The role of women in Audit Committee (AC) was analyzed by comparing the descriptive statistics of Audit Committee which comprises all men (AC=0) and that with the presence of women (AC=1) during both pre and post-crisis periods. Similarly with the previous test, I also conducted t-test based on the absolute discretionary accruals data presented in Table 5a to search the difference of gender’s role (the role of female members in the AC) and that of pre-crisis against post-crisis.

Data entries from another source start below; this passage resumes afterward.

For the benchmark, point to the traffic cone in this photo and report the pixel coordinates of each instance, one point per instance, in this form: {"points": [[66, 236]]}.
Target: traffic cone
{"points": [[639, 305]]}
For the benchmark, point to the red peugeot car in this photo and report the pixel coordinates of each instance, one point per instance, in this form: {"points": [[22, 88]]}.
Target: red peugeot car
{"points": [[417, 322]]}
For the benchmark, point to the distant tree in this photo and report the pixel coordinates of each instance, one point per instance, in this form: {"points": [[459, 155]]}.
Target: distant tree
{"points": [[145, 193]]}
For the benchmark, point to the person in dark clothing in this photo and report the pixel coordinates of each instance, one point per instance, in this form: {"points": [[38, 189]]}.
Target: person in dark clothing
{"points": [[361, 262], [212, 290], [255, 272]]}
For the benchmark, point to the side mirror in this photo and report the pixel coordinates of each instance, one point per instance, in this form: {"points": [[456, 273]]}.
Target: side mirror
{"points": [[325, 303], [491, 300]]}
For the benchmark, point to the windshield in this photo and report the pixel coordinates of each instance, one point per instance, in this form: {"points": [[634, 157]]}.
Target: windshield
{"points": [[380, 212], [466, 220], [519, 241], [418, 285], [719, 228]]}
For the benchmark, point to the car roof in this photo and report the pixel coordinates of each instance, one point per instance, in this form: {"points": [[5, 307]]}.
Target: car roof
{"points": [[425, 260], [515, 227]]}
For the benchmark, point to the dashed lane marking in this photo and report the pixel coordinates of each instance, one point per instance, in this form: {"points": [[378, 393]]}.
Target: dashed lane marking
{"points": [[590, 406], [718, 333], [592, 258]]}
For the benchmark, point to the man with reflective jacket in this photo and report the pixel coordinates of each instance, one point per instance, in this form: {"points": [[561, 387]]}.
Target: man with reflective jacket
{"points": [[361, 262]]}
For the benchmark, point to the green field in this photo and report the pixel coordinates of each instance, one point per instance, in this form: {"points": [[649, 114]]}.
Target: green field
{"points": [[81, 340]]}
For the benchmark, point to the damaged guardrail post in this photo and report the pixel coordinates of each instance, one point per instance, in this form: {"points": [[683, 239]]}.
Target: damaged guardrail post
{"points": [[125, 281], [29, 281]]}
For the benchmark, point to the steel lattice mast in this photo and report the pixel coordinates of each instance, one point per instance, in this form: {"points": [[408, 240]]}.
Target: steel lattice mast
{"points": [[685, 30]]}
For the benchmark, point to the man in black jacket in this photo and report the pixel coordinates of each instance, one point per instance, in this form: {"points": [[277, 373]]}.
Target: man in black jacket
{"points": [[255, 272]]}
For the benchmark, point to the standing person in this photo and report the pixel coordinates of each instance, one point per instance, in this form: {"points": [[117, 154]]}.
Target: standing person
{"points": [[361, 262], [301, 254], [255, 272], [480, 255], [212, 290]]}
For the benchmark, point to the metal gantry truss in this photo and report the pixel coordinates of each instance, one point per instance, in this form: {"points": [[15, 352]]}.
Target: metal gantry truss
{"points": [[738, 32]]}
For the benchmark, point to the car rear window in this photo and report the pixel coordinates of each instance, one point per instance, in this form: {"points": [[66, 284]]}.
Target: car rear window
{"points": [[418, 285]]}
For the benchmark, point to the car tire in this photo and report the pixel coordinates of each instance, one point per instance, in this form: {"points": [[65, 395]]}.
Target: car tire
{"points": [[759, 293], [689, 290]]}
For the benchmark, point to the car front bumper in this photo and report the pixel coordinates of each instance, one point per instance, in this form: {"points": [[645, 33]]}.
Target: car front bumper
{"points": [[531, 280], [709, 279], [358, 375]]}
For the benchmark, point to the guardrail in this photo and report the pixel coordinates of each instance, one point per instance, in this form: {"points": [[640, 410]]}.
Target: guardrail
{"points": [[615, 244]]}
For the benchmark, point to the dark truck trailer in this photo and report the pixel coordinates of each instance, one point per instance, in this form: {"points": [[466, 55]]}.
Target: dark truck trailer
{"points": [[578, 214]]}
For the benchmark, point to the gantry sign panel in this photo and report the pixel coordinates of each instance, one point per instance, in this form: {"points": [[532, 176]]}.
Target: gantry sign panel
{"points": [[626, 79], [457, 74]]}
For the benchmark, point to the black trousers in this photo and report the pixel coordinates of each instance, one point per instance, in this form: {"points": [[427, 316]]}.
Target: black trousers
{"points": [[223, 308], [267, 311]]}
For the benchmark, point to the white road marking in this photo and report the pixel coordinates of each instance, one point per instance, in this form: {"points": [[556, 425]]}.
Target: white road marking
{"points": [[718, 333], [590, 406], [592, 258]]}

I assumed that the presence of women in the Audit Committee will also have negative influence on the earnings management as stated in the hypothesis H3: Female Audit Committee is negatively associated with earnings management.

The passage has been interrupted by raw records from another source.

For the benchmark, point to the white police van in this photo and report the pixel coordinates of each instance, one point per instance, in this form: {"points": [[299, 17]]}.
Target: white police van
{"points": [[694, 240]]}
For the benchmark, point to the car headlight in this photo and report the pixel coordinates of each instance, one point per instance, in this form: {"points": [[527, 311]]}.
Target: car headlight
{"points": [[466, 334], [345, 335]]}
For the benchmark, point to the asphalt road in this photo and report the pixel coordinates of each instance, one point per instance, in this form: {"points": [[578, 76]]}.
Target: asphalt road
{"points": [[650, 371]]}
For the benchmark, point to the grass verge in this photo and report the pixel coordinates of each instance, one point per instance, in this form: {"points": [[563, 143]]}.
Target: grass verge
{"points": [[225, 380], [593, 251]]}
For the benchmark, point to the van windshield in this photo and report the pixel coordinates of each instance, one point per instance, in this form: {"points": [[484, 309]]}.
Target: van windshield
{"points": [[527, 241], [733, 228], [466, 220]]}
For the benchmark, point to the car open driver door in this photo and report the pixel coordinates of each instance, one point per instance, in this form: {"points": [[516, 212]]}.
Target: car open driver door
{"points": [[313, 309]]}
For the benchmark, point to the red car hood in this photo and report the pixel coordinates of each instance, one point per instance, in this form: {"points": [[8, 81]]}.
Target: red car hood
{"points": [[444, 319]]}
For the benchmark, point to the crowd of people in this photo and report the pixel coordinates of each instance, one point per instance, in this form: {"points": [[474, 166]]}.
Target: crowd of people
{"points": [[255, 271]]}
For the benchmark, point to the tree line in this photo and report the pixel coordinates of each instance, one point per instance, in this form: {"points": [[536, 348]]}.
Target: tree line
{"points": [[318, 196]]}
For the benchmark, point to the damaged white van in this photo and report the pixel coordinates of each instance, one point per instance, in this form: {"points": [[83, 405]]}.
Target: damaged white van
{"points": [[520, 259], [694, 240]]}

Based on the descriptive statistics as presented in Table 5a and t-test being conducted, there is very significant difference (P<0.01) between pre and post crisis periods both for all male AC and that with the presence of women in the AC. In addition, significant difference in DA between all male AC and that with the presence of women in AC only occurs during pre-crisis period but the magnitude is smaller for all male AC. Therefore, on the contrary to the hypothesis (H3), the presence of female Audit Committee is not negatively associated with earnings management. The earnings managements even tends to be higher during pre crisis periods with the presence of women in the Audit Committee as measured by discretionary accruals which is presented in Figure 6. Therefore, the hypothesis H3 : Female Audit Committee is negatively associated with earnings management is rejected. Interesting feature is that positive earnings management increases while negative earnings management decreases in absolute values from pre-crisis period to post-crisis period both for all males as well as that with the presence of female in the Audit Committee (Figure 6).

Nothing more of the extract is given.